Historical Background: Discussing Evidence From the Past
For the average Westerner, Beijing is the seat of communist power in the East. Popular images of the city that captured the public’s imagination are usually linked to textbook materials, such as, the Cold War, the Korean War, and the suppression of human rights highlighted by bloody reprisals against demonstrators staging anti-establishment protests in the said city. However, as the Western world focused on internal problems in the decade of the 80s and 90s, Beijing quietly adopted the principles and ideas that emanated from a once repugnant ideology called capitalism (Karnia 84).

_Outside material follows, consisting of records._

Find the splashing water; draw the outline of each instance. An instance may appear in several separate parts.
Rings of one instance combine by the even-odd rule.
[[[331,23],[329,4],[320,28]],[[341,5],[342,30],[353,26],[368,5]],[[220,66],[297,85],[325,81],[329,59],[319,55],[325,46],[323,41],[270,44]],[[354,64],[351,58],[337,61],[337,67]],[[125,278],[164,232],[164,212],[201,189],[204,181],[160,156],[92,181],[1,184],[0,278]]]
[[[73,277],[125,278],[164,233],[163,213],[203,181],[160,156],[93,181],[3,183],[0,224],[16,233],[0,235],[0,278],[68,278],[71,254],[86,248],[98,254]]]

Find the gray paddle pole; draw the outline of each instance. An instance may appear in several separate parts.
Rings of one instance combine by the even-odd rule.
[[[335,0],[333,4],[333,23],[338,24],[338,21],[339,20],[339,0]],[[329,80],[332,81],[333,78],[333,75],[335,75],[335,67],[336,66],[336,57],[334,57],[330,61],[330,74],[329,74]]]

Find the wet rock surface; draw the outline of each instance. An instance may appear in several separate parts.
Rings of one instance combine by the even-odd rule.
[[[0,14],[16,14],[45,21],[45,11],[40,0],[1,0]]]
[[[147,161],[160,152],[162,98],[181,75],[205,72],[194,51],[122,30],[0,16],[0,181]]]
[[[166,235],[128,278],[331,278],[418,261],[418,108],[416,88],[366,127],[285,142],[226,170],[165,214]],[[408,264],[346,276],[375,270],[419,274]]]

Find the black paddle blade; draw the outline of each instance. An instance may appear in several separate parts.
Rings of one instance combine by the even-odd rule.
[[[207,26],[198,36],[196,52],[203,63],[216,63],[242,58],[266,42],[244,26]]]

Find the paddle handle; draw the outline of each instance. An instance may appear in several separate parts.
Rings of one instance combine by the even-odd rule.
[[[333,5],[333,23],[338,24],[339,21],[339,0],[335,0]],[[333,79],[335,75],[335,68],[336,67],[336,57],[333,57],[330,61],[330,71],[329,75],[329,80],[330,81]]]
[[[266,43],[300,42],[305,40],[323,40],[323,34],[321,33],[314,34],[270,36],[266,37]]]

Partly alarmed by the demise of the former Union of Soviet Socialist Republics, and partly goaded by intellectuals loyal to China’s Communist Party, national leaders and Chinese businessmen started embracing and implementing business models that were similar to corporate structures found in the West (Karnia 85). Thus, in the decade of the 1990s, China engineered one of the most ambitious industrialization efforts in the 20th century.
The result of the whirlwind efforts calculated to bring China to the forefront of the international economy is now evident in its strong economy and renewed political clout. However, the country paid a steep price to become one of the richest and most powerful economies in the world (Karnia 86). In the years before the 2008 Beijing Olympics, China was embarrassed by the international scrutiny concerning the city’s air pollution levels and the impression that both local and national governments were powerless to reverse the trend (Chen et al. 424).
The Present: Discussing Immediate and Recurring Problems
Beijing tried to solve these issues. However, there is a blind spot, and this is the contribution of neighboring provinces exacerbating the city’s dismal air quality. Before going any further, it is important to point out that it is a never-ending battle due to Beijing’s population growth and economic activity (Y. Chen et al. 424). For example, Beijing is also loaded with factories (W. Chen et al. 1243).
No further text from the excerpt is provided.